JUSTIN CLARKE: Yes. In fact we took over from Hennie’s previous company and we took over the medical portfolio. OrbVest is much younger than that, just under two years. Effectively we have 25 buildings that are fully funded. We run Medical 26 at the moment. And some of those – incidentally, the early ones – were portfolios of buildings, and one of the offerings we have at the moment is actually the portfolio in Atlanta. So you can say that’s pretty much 25 buildings, with a value approaching just over $300 million and real estates under management.
The other interesting thing is that the dividends are now approaching $1 million per quarter that we distribute; and bear in mind a lot of that distribution happens to South Africans. That is our core investor market at the moment.

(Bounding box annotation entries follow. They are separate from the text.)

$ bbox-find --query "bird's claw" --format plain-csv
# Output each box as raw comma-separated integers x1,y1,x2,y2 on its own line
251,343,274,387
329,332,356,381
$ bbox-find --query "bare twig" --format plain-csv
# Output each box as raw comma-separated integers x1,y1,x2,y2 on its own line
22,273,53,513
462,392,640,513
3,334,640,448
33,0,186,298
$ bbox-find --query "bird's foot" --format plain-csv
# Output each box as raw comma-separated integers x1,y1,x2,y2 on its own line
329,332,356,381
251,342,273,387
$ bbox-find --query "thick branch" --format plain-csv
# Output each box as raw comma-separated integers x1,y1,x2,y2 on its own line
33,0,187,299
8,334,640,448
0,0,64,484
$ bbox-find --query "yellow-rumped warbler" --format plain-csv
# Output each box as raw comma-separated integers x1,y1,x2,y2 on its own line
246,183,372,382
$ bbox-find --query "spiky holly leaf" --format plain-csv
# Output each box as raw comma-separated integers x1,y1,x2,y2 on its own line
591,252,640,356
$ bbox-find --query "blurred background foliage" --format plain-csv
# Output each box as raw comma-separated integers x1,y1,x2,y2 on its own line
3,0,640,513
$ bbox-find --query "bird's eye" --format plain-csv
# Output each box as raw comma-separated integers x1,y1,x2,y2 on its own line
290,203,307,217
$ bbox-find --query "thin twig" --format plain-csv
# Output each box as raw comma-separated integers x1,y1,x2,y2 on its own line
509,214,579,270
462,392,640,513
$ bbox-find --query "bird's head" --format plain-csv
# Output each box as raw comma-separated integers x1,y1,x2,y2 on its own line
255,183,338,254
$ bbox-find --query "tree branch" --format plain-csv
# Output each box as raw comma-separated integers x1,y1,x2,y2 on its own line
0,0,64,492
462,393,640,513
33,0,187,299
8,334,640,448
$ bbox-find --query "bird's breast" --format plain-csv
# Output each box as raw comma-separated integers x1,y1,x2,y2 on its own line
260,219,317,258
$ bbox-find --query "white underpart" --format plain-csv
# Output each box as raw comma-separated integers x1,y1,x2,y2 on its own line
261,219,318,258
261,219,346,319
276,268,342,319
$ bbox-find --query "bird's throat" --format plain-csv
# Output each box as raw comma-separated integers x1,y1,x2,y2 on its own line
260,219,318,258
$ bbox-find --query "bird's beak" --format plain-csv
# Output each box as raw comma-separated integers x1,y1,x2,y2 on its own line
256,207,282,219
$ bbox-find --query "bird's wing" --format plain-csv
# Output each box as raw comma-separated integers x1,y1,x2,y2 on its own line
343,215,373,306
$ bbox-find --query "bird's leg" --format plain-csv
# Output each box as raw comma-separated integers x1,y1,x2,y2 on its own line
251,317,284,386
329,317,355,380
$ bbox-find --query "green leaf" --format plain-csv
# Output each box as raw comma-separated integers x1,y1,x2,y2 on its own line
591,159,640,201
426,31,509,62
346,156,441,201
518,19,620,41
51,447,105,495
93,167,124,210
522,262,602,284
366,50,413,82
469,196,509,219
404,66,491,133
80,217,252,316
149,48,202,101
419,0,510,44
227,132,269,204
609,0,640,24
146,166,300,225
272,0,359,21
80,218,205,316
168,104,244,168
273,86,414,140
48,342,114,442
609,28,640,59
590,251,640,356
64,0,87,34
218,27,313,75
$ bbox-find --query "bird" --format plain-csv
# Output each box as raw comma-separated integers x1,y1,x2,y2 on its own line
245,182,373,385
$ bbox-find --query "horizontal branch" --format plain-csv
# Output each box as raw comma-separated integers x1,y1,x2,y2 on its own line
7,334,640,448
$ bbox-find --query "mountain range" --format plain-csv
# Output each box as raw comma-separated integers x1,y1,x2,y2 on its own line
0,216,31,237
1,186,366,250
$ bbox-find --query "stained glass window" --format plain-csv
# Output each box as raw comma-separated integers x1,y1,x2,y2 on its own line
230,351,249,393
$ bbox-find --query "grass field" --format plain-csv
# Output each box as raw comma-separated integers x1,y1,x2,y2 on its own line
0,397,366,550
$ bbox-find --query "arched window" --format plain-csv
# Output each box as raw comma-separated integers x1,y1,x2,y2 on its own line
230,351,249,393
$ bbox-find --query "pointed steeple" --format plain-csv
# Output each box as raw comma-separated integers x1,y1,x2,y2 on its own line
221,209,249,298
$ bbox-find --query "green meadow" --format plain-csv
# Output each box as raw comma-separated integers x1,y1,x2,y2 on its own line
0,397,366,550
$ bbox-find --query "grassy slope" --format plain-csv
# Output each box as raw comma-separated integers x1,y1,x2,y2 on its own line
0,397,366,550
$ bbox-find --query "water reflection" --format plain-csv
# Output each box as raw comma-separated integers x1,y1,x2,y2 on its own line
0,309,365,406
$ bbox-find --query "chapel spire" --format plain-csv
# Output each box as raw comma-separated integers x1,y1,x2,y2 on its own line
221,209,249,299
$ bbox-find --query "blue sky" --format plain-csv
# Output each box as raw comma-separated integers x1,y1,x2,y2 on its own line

CIARAN RYAN: This is of course while we are talking – there is an interesting opportunity here. Dividends are paid out quarterly at the fixed rate I believe of 2% a quarter, which comes to 8% a year in US dollar terms, which would be quite attractive for a lot of people who are looking for that stable income return. Plus there is the uplift of a capital gain when the property is sold. And all of these properties, I understand, are ring-fenced, so you are not talking about a pooled portfolio, you are talking about ring-fenced properties that can be sold at various different times. Is that correct?
JUSTIN CLARKE: That’s a great way of putting it, Ciaran. Again, our approach was really, where do we put our money? If we were to invest overseas, where would we put it, and would we put it into a fund? Well, we all know there are some issues with funds. Would we put it into buying a house or a building of our own? Well, then you’ve got to maintain it and look after it, and of course you’ve got to deal with all the US’s very complicated tax structures.
So we’ve come out with a solution that really is designed for the investor. First of all, we say that we want to know what the risk is, so we take a building which we effectively acquire. Then we get investors to come and co-invest alongside us. And then we obviously erase the senior debt. Then we list it on a public bourse. So effectively it’s a listed company that owns one single building. That means that there is a prospectus, or we call it a property supplement, that is the mandate that you as shareholders would have for us to operate that company for a fixed period of five years, after which the mandate requires that we sell the building and share the capital gain.
So, the first thing is full transparency because it’s a listed company. The second thing is, because there is a property supplement, or a prospectus, every single tenant is disclosed – the rent, the rent per square foot that they are paying, and so forth. It’s all in that document.
And then, finally, it’s a fixed building.
You can literally – and we do actually do this, we do what we call buyers’ trips – you can go over there and touch the concrete. It’s a physical building that you co-own alongside us.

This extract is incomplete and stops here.